BOARDMAN, Ohio (WYTV) – Twenty-six months after being diagnosed with ALS, Christine Terlesky gets around the first floor of her Boardman home in a wheelchair.
Her muscles, wrists, fingers and ankles have been zapped of their strength. She is one of 30,000 people in America with the disease, for which there is no cure.
‘It is a good thing only 30,000 people have it. But at the same time, I don’t think there is that drive to get anything done,” Terlesky said in an interview last week with WYTV 33 News anchor Stan Boney.
ALS is amyotrophic lateral sclerosis, also called Lou Gehrig’s disease, after the New York Yankee who died from it. But 75 years later, little progress has been made.
“The money is not there as you would say like cancer or heart disease or something else, because not that many people are afflicted with it,” Terlesky said.
She is the daughter of long-time Boardman girls basketball coach Ron Moschella, who now coaches at Columbiana.
She is on one ALS drug, which she said is supposed to lengthen her life by two or three months. There are other drugs being tested, and Terlesky wants to try them, but they are not FDA approved.
“How much worse can it get? It can’t get much worse, so just let us try it,” Terlesky said.
There is some stem cell research being done on ALS and she would love to take part in the study.
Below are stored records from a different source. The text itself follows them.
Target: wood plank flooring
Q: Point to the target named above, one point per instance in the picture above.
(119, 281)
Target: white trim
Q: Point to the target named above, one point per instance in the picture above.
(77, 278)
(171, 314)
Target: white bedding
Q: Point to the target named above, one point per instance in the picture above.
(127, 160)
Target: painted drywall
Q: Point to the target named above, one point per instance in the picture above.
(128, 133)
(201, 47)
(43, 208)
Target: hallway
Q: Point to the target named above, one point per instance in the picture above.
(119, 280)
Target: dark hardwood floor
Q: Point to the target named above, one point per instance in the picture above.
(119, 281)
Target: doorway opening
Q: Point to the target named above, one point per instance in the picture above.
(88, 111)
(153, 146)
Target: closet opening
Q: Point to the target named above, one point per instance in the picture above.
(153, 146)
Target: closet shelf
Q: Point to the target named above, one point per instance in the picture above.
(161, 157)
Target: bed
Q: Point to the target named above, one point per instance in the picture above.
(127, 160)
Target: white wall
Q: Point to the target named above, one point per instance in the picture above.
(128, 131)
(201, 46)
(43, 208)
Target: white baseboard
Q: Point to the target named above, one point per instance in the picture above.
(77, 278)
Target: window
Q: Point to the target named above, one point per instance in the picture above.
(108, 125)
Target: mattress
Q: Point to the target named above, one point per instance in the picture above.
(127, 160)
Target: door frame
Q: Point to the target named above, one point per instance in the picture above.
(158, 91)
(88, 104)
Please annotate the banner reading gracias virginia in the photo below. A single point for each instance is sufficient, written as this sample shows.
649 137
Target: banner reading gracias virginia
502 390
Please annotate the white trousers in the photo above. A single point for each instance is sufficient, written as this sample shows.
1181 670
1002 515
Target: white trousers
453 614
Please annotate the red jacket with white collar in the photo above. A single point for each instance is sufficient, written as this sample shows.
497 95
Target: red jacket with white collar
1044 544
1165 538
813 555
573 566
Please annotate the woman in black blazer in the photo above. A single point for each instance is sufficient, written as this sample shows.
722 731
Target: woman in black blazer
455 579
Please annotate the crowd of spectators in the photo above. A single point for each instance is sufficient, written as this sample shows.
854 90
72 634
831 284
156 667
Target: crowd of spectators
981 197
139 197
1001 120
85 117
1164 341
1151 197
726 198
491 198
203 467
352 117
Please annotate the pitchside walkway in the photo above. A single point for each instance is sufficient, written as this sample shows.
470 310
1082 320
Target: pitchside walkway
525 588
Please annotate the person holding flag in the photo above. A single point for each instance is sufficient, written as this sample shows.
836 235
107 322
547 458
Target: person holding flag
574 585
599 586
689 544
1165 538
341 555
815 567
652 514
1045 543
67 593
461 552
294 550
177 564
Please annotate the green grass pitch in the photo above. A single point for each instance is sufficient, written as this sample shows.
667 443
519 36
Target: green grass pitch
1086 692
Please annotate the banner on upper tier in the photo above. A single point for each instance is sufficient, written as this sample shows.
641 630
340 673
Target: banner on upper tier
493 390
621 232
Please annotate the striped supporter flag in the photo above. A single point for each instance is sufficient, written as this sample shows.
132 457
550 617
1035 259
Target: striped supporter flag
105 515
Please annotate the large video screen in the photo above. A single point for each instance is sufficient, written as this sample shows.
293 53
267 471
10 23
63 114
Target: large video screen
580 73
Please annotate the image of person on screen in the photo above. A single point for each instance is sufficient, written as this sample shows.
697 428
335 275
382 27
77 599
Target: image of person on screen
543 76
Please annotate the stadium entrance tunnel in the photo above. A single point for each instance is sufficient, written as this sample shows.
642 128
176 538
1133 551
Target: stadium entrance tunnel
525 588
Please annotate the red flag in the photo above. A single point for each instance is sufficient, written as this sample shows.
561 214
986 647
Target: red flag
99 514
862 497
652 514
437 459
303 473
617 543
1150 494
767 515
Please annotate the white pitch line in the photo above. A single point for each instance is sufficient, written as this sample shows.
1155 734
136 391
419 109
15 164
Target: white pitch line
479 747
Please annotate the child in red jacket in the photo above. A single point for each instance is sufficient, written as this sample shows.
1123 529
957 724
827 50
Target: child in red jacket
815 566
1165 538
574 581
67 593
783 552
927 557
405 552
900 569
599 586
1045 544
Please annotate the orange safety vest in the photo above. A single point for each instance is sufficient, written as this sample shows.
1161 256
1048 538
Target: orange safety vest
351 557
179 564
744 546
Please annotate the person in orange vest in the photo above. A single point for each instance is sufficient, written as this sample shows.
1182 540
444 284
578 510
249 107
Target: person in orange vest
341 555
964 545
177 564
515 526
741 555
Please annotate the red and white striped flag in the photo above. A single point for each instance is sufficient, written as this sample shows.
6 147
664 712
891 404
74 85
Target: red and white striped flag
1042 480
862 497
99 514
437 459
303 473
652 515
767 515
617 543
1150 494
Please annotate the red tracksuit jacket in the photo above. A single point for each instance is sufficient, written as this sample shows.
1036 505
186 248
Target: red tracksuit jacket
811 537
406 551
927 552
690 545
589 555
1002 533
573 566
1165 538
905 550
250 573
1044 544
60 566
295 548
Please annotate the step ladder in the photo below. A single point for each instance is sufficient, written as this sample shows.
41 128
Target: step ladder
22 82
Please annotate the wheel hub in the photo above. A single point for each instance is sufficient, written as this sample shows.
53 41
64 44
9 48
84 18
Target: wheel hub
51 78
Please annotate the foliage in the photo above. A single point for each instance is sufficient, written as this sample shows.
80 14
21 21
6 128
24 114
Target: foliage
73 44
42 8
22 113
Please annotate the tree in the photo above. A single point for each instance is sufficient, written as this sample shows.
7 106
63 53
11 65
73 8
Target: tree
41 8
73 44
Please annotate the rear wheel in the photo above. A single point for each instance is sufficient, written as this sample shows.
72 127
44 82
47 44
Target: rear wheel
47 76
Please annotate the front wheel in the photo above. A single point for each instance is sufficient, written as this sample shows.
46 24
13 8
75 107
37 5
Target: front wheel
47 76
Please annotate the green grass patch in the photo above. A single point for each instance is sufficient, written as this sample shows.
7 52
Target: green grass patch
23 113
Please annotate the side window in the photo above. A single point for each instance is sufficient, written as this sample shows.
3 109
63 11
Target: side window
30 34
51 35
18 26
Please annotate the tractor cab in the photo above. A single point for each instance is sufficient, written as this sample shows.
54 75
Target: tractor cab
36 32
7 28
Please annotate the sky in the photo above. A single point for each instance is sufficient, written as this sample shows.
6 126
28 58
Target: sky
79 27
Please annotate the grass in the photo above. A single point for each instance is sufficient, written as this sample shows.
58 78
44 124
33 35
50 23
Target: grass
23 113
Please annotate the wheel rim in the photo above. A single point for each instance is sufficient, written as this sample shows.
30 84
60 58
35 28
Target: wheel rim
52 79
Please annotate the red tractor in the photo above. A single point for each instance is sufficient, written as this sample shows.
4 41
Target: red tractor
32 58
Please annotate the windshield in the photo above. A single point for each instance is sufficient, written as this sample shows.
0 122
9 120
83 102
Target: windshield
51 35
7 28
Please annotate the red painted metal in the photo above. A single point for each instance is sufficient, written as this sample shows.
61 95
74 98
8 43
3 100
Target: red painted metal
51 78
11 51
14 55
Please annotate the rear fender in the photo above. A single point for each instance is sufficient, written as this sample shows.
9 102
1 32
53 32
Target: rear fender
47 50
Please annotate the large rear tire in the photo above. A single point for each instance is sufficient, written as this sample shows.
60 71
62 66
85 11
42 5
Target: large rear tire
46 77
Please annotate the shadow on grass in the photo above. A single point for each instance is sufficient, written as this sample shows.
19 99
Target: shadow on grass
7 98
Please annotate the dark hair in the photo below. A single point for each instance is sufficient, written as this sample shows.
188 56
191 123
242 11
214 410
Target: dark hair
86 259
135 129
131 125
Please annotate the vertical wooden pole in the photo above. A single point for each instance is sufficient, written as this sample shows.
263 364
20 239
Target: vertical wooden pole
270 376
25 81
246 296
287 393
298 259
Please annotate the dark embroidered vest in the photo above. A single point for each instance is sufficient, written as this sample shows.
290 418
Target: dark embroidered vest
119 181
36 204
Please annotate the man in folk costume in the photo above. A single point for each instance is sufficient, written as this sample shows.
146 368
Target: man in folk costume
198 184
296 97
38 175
“I have a better chance honestly of winning the lottery than I have of getting in a clinical trial,” Terlesky said. “If you don’t live in the state where they are doing a clinical trial, they won’t even look at your application.”
Last May, Terlesky traveled to Washington, met with Congressman Tim Ryan, D-Niles, and advocated for more ALS research funding.
She has become somewhat of a celebrity.
“People think that they know me and it is really nice. I always get well wishes,” Terlesky said.
Terlesky is going all the way with ALS. The next step is to have a feeding tube inserted, just in case.
“But I told the surgeon I signed a living will, but for this one, try to get me back because I am not ready to go to that jump,” she said. “I am luckier than some people with the things I can do and I just want to keep it as long as possible.”